Family of Galina Natarevich at home

This is my family in our apartment on Nevsky Avenue in 1990. From right to left: my mom, Genrietta Raitsykh; I, Galina Natarevich; my spouse, artist Arkadiy Natarevich and our son Ilya. In this photo he is 18 years old.
An acquaintance was on a visit to our place, and he offered to take a photograph of the whole family. It  happened unexpectedly, we were unprepared and did not even change clothes for the picture.

My husband is an artist, a member of the Union of Artists, and he is dealing with stained-glass windows. In March/April 2001, there was an exhibition of four generations, in which artists starting from Mikhail Davidovich Natarevich and up to his grandsons took part. Arkadiy, certainly, took part, as did his two sisters, one of them an architect, the other – a graphic artist. Also there was a large exhibition in the Manezh.

I heard about Arkadiy Natarevich, when I was still a student of the evening courses in the institute. And he was a day-course student. At first I asked my friend, Nina Solovei, ‘What kind of a person is he?’ She answered, ‘This Natarevich, he is very talented and paints very well already.’ And indeed, he graduated from that Higher Arts School at the Academy.

Once we were walking along Liteiny Avenue, heading to my house, and she pushed me suddenly with her elbow and said, ‘Here is Natarevich!’ And there he was, walking with his friend. And that’s where I saw him for the first time, and then we got acquainted at a party in the Academy of Applied Arts and even danced a little. He went to see us off. We noticed each other at once. He was ten months older than me, and as a student two years ahead of me, and studied in another department. Accordingly, he graduated before me. We got acquainted in 1962, and married in 1967.

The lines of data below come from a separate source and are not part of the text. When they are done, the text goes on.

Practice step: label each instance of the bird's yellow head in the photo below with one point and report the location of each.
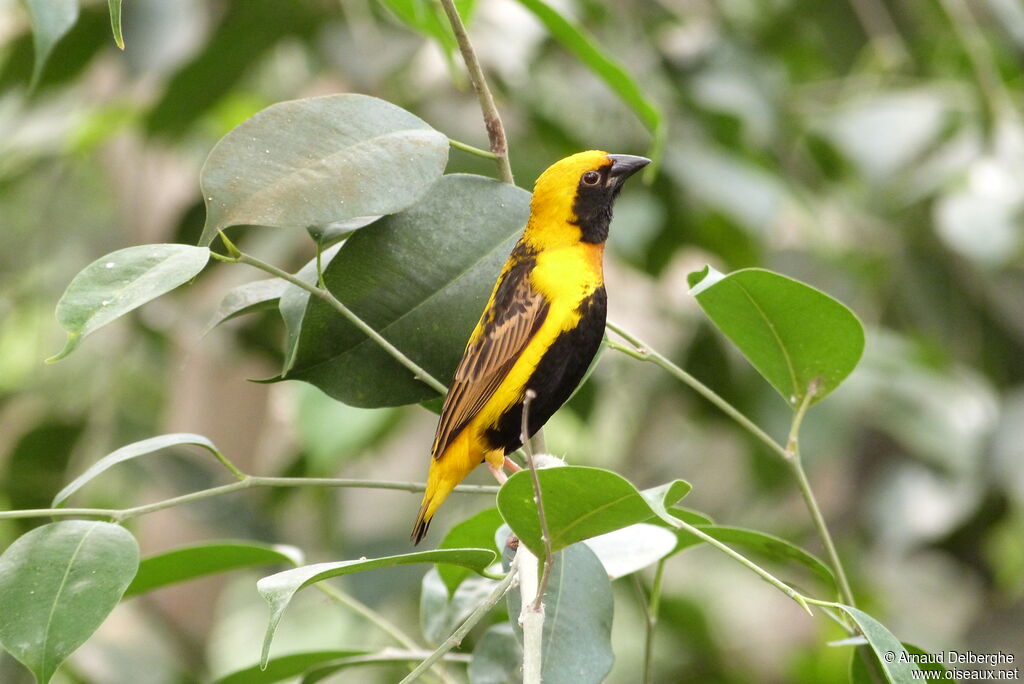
(572, 198)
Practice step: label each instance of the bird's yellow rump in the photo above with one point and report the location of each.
(540, 330)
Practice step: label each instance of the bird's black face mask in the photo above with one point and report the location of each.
(597, 191)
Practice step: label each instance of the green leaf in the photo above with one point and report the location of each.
(57, 585)
(51, 19)
(580, 503)
(594, 57)
(793, 334)
(248, 298)
(115, 7)
(129, 452)
(121, 282)
(630, 549)
(769, 546)
(320, 160)
(441, 614)
(498, 657)
(474, 532)
(279, 589)
(421, 279)
(286, 667)
(883, 642)
(578, 609)
(200, 560)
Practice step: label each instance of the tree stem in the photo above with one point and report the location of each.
(248, 482)
(793, 458)
(492, 120)
(482, 609)
(538, 605)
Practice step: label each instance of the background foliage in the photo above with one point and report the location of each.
(870, 148)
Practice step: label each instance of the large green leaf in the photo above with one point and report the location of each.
(421, 279)
(586, 50)
(318, 160)
(279, 589)
(887, 648)
(121, 282)
(130, 452)
(57, 585)
(440, 614)
(630, 549)
(474, 532)
(793, 334)
(578, 610)
(200, 560)
(50, 20)
(247, 298)
(580, 503)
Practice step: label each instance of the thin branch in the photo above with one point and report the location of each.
(643, 352)
(326, 295)
(482, 609)
(793, 452)
(763, 573)
(538, 605)
(249, 482)
(650, 612)
(492, 120)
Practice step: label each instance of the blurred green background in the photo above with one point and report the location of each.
(872, 148)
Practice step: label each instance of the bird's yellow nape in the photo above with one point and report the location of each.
(554, 194)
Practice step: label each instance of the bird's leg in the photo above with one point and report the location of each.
(497, 472)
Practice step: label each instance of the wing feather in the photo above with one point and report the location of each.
(518, 312)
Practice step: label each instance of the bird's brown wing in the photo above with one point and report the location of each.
(512, 317)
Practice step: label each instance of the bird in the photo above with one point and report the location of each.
(540, 330)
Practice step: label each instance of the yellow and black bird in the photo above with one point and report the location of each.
(540, 330)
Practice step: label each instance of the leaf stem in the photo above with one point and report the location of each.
(248, 482)
(472, 151)
(492, 120)
(643, 352)
(482, 609)
(335, 303)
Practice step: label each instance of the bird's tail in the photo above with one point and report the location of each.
(451, 468)
(438, 487)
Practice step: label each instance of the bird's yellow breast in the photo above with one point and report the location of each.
(565, 276)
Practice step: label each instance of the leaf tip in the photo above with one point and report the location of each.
(70, 346)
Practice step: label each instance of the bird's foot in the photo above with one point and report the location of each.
(498, 473)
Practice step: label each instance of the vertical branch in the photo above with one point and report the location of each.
(492, 120)
(539, 500)
(531, 613)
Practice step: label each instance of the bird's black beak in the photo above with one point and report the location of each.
(624, 166)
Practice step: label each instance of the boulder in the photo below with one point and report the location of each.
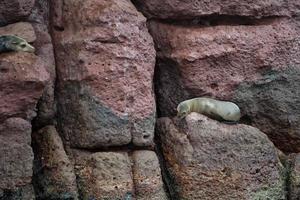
(103, 175)
(206, 159)
(147, 177)
(46, 107)
(54, 173)
(176, 9)
(16, 159)
(23, 78)
(14, 10)
(105, 64)
(294, 179)
(256, 66)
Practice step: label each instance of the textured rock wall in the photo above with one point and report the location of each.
(77, 117)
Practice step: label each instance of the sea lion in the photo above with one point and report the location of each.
(220, 110)
(14, 43)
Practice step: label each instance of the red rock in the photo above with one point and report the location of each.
(22, 82)
(294, 179)
(174, 9)
(14, 10)
(105, 62)
(206, 159)
(256, 66)
(147, 176)
(54, 173)
(16, 155)
(44, 49)
(103, 175)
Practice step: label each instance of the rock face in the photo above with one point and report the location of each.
(21, 29)
(294, 179)
(44, 49)
(16, 159)
(251, 65)
(23, 78)
(147, 176)
(105, 68)
(22, 82)
(176, 9)
(14, 10)
(237, 161)
(54, 173)
(103, 175)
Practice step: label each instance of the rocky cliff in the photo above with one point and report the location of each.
(91, 115)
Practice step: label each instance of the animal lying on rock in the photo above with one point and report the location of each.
(14, 43)
(220, 110)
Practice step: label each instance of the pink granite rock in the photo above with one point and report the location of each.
(256, 66)
(188, 9)
(103, 175)
(206, 159)
(105, 62)
(147, 176)
(54, 173)
(16, 156)
(44, 49)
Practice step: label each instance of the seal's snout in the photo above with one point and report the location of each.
(30, 48)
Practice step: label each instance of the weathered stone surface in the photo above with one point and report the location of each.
(105, 62)
(147, 176)
(210, 160)
(251, 65)
(21, 29)
(273, 105)
(22, 81)
(294, 179)
(44, 50)
(103, 175)
(188, 9)
(14, 10)
(16, 155)
(21, 193)
(54, 173)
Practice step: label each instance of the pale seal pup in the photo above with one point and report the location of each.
(221, 110)
(14, 43)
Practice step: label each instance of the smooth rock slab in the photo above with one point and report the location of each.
(103, 175)
(189, 9)
(206, 159)
(147, 176)
(54, 173)
(105, 62)
(16, 156)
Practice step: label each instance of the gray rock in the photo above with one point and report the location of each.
(206, 159)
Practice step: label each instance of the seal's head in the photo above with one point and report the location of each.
(183, 109)
(14, 43)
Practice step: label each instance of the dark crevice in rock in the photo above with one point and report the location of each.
(166, 176)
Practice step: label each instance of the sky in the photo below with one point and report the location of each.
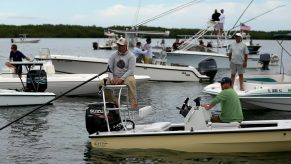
(107, 13)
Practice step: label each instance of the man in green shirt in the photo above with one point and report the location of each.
(231, 110)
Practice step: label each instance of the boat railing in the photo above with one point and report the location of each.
(123, 110)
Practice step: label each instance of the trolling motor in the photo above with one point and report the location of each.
(208, 67)
(184, 110)
(265, 61)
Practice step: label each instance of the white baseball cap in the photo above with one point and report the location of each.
(238, 34)
(121, 41)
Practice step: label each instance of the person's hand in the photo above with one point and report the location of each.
(206, 106)
(116, 81)
(245, 64)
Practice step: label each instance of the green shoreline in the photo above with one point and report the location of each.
(76, 31)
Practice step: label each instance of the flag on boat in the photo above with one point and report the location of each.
(245, 28)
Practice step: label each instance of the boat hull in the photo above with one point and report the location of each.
(14, 98)
(194, 58)
(261, 92)
(210, 142)
(61, 83)
(156, 72)
(25, 40)
(277, 103)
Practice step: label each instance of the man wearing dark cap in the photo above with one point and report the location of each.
(231, 110)
(122, 64)
(238, 57)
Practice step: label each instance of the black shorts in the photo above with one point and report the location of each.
(18, 69)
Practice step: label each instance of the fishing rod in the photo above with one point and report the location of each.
(137, 12)
(242, 14)
(167, 12)
(260, 15)
(5, 126)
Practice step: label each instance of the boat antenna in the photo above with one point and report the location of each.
(137, 13)
(167, 12)
(260, 15)
(49, 102)
(242, 14)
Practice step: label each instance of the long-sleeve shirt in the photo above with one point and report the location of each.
(122, 65)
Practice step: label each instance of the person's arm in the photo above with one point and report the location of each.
(140, 51)
(246, 52)
(111, 63)
(131, 67)
(207, 106)
(229, 56)
(10, 57)
(245, 60)
(229, 53)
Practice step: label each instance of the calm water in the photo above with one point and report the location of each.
(57, 133)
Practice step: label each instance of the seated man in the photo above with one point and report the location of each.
(122, 64)
(16, 55)
(138, 52)
(231, 110)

Our son Iliya was born in 1971. But my child is ill; he’s got cerebral palsy. Despite my son’s condition, I was able to give him a high school education, he actually studied by himself, I just saw him off to school and back. It was a school in Zvenigorodskaya Street, a school for deaf persons, but with a normal program. That is, the program was a little bit stretched out in time, but otherwise it was a usual high-school program. So I went to school with him for about four years. I would take him by the hand, and as he was no longer a small boy, but a grown-up lad, it was rather hard for me physically. We now live together: I, my mom, my husband, my son, and our dog Chan.